Se il lavoro per Bubbles and Gusts è stato interrotto da un momento difficile, Protector of the Kennel ha cominciato a nascere poco dopo questo periodo, e stava nascendo dalla necessità di affrontare delle tematiche personali. Nel mio caso i tempi della vita, per quanto lunghi, sono stati più veloci dei tempi di realizzazione di un fumetto, per cui ad un certo punto non mi andava più di affrontare tali argomenti o forse non ne ho più sentito la necessità.

Dal punto di vista visivo lo trovo ancora interessante, stavo disegnando a china e poi colorando a computer usando textures e filtri. Non mi piace abbandonare i lavori ma forse questo è uno dei casi in cui lo farò. O forse un giorno riuscirò a riprenderlo e dargli una nuova lettura e una nuova luce.

Ho preso questo bizzarro appunto, di cui non ricordo niente, per la realizzazione di quest’intervista: “Pasticceria”. Con una rapida googlata ho trovato il motivo, che però mi pare poco sensato. Eppure lo lascio e ti faccio questa domanda bonus di curiosità, sciocchezza e zuccheri: quale il tuo rapporto con i dolci, la cucina e con la pletora di programmi televisivi dedicati all’argomento?
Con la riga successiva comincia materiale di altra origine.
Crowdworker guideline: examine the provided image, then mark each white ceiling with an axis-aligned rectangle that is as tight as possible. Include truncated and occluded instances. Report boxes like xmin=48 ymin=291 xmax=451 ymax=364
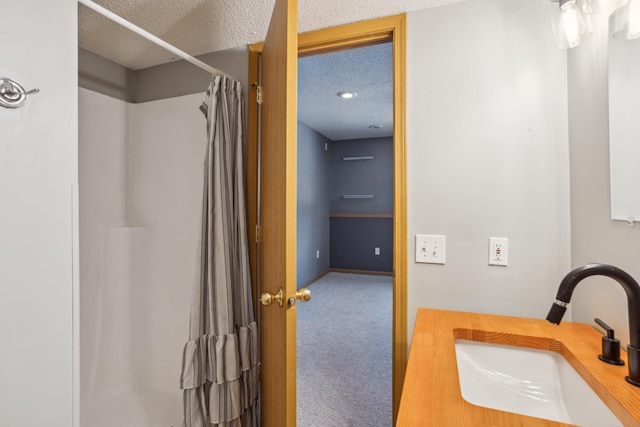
xmin=78 ymin=0 xmax=465 ymax=141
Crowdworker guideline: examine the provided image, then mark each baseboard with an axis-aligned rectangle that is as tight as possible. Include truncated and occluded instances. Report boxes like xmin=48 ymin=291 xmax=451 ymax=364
xmin=298 ymin=270 xmax=331 ymax=289
xmin=329 ymin=268 xmax=393 ymax=276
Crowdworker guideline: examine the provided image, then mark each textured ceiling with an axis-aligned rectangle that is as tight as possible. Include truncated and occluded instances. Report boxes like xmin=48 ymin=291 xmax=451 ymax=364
xmin=78 ymin=0 xmax=463 ymax=70
xmin=78 ymin=0 xmax=465 ymax=141
xmin=298 ymin=43 xmax=393 ymax=141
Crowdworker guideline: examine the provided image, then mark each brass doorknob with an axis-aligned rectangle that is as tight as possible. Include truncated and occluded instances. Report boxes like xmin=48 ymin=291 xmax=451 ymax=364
xmin=260 ymin=288 xmax=284 ymax=307
xmin=296 ymin=288 xmax=311 ymax=302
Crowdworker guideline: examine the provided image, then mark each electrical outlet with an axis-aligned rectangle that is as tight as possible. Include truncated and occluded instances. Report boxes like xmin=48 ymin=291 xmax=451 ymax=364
xmin=416 ymin=234 xmax=447 ymax=264
xmin=489 ymin=237 xmax=509 ymax=267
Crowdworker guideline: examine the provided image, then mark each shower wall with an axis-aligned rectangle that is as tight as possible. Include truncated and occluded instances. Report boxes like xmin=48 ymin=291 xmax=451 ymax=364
xmin=79 ymin=89 xmax=206 ymax=427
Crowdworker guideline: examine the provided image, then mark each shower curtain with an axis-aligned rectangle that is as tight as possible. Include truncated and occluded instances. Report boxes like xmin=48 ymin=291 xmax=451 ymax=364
xmin=180 ymin=76 xmax=260 ymax=427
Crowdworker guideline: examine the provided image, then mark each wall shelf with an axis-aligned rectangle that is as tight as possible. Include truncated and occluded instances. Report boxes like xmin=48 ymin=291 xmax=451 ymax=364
xmin=342 ymin=156 xmax=375 ymax=162
xmin=329 ymin=213 xmax=393 ymax=219
xmin=342 ymin=194 xmax=375 ymax=199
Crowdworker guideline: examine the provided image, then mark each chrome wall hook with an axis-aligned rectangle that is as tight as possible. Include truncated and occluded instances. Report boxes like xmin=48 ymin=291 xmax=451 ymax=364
xmin=0 ymin=77 xmax=40 ymax=108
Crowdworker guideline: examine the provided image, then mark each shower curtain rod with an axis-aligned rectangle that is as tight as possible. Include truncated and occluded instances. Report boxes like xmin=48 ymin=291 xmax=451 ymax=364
xmin=78 ymin=0 xmax=235 ymax=80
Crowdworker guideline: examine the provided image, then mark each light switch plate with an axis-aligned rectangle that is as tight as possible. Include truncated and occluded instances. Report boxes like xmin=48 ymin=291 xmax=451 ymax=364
xmin=416 ymin=234 xmax=447 ymax=264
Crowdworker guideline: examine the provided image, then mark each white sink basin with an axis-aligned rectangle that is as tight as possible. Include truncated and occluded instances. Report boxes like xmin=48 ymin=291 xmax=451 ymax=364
xmin=455 ymin=340 xmax=622 ymax=427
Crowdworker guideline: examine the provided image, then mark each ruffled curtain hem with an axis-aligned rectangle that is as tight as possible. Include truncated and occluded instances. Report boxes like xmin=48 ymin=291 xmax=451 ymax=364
xmin=180 ymin=322 xmax=260 ymax=426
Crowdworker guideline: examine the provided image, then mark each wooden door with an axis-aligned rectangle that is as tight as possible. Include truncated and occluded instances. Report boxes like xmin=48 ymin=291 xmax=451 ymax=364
xmin=258 ymin=0 xmax=298 ymax=427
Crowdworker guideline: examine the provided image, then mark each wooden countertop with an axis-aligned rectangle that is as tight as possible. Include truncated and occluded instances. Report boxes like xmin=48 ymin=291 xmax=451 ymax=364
xmin=396 ymin=309 xmax=640 ymax=427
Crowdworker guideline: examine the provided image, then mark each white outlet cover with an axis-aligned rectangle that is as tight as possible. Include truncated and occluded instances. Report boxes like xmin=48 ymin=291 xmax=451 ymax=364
xmin=416 ymin=234 xmax=447 ymax=264
xmin=489 ymin=237 xmax=509 ymax=267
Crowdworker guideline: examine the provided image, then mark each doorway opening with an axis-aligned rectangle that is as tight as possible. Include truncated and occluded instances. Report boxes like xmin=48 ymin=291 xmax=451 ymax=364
xmin=247 ymin=15 xmax=408 ymax=425
xmin=296 ymin=42 xmax=394 ymax=427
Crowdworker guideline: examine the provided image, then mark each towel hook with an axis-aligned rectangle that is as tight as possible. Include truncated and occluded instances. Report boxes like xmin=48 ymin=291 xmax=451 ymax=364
xmin=0 ymin=77 xmax=40 ymax=108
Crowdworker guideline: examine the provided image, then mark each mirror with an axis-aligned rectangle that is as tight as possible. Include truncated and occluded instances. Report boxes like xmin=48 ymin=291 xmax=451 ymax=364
xmin=609 ymin=12 xmax=640 ymax=222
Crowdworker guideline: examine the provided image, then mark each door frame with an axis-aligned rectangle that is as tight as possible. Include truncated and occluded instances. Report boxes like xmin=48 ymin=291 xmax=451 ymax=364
xmin=247 ymin=14 xmax=408 ymax=420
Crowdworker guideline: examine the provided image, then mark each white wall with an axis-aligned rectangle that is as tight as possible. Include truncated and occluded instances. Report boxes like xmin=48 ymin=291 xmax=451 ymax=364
xmin=79 ymin=89 xmax=206 ymax=427
xmin=0 ymin=0 xmax=78 ymax=427
xmin=407 ymin=0 xmax=570 ymax=342
xmin=568 ymin=1 xmax=640 ymax=343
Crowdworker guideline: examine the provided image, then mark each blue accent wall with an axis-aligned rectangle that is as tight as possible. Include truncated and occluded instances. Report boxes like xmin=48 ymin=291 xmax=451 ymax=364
xmin=331 ymin=218 xmax=393 ymax=272
xmin=297 ymin=122 xmax=331 ymax=287
xmin=331 ymin=137 xmax=393 ymax=214
xmin=331 ymin=137 xmax=393 ymax=272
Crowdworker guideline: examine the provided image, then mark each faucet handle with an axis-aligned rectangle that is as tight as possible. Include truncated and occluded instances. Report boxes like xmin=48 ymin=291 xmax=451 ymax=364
xmin=593 ymin=318 xmax=624 ymax=365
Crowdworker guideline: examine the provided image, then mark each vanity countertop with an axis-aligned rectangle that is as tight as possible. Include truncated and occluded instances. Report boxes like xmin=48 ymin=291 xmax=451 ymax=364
xmin=396 ymin=309 xmax=640 ymax=427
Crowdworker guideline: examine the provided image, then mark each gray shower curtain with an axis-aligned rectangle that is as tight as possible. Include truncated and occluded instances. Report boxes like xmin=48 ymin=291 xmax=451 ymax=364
xmin=180 ymin=76 xmax=260 ymax=427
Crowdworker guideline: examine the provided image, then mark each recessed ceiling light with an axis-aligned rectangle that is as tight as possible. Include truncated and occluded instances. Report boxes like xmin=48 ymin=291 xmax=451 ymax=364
xmin=338 ymin=91 xmax=358 ymax=99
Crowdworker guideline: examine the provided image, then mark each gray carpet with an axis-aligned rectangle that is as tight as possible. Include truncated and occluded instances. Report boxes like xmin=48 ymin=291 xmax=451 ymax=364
xmin=297 ymin=273 xmax=393 ymax=427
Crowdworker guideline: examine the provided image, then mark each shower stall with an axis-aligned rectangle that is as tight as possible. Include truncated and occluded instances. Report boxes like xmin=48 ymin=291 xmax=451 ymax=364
xmin=79 ymin=87 xmax=206 ymax=427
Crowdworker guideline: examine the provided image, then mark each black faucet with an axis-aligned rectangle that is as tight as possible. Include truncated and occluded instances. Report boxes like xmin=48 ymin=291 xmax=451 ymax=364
xmin=547 ymin=264 xmax=640 ymax=387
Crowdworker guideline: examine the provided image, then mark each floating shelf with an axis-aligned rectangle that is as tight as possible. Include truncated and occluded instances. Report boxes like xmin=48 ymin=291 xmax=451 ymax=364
xmin=342 ymin=194 xmax=374 ymax=199
xmin=342 ymin=156 xmax=375 ymax=162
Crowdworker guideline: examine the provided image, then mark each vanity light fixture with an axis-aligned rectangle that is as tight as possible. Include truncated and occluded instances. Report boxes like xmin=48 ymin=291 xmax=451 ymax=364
xmin=337 ymin=90 xmax=358 ymax=99
xmin=611 ymin=0 xmax=640 ymax=40
xmin=551 ymin=0 xmax=599 ymax=49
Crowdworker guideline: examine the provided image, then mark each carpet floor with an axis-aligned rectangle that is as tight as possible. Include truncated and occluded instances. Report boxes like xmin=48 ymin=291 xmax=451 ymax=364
xmin=297 ymin=272 xmax=393 ymax=427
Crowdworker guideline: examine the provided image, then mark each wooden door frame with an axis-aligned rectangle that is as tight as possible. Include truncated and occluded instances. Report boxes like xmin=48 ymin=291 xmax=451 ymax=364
xmin=247 ymin=14 xmax=408 ymax=420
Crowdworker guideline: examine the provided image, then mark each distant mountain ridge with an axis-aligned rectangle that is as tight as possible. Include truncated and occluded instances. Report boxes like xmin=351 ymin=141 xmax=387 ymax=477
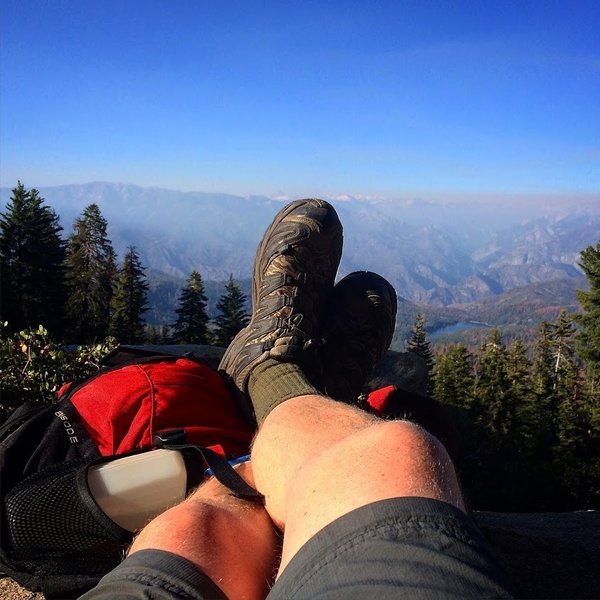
xmin=0 ymin=183 xmax=600 ymax=306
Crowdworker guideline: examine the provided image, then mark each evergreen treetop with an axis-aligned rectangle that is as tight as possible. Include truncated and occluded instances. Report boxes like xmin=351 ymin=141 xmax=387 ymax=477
xmin=214 ymin=275 xmax=250 ymax=347
xmin=172 ymin=270 xmax=211 ymax=344
xmin=66 ymin=204 xmax=117 ymax=343
xmin=109 ymin=246 xmax=148 ymax=344
xmin=0 ymin=181 xmax=65 ymax=335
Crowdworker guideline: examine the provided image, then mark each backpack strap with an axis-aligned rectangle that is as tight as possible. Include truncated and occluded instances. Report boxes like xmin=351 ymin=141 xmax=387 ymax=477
xmin=154 ymin=429 xmax=264 ymax=502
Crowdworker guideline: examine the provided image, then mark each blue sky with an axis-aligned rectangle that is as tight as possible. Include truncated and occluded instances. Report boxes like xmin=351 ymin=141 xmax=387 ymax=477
xmin=0 ymin=0 xmax=600 ymax=197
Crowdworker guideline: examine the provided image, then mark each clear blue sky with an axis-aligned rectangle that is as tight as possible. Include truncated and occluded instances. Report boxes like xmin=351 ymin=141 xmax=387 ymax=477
xmin=0 ymin=0 xmax=600 ymax=196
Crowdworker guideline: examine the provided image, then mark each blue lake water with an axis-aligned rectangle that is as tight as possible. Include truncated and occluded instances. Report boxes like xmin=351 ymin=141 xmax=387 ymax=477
xmin=429 ymin=321 xmax=489 ymax=337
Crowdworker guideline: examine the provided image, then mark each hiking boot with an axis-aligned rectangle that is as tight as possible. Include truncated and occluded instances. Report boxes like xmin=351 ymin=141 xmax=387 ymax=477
xmin=219 ymin=199 xmax=342 ymax=416
xmin=321 ymin=271 xmax=398 ymax=404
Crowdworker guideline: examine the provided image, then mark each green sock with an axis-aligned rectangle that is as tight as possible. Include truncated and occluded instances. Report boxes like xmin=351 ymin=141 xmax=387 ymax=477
xmin=248 ymin=359 xmax=322 ymax=425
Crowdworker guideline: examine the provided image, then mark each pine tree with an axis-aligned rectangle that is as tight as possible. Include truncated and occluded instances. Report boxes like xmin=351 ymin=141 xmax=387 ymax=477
xmin=173 ymin=271 xmax=211 ymax=344
xmin=433 ymin=344 xmax=474 ymax=412
xmin=109 ymin=246 xmax=148 ymax=344
xmin=574 ymin=242 xmax=600 ymax=396
xmin=66 ymin=204 xmax=116 ymax=343
xmin=552 ymin=309 xmax=577 ymax=399
xmin=0 ymin=181 xmax=65 ymax=336
xmin=406 ymin=313 xmax=435 ymax=391
xmin=214 ymin=275 xmax=249 ymax=347
xmin=475 ymin=329 xmax=516 ymax=439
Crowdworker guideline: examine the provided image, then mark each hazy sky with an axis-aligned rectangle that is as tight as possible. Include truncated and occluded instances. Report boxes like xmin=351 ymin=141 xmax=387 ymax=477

Sicuramente sono più i dolci che ho mangiato in vita mia che i fumetti che ho letto! Questo fa di me un esperto di dolci? Non credo!  Probabilmente avrai letto da qualche parte che mi piacciono i colori dei dolci.  Cucinare mi rilassa e mi piace mangiare, cerco di farlo almeno due volte al giorno da parecchi anni. Non guardo la tv, trovo che trasmetta una visone distorta e perversa della realtà.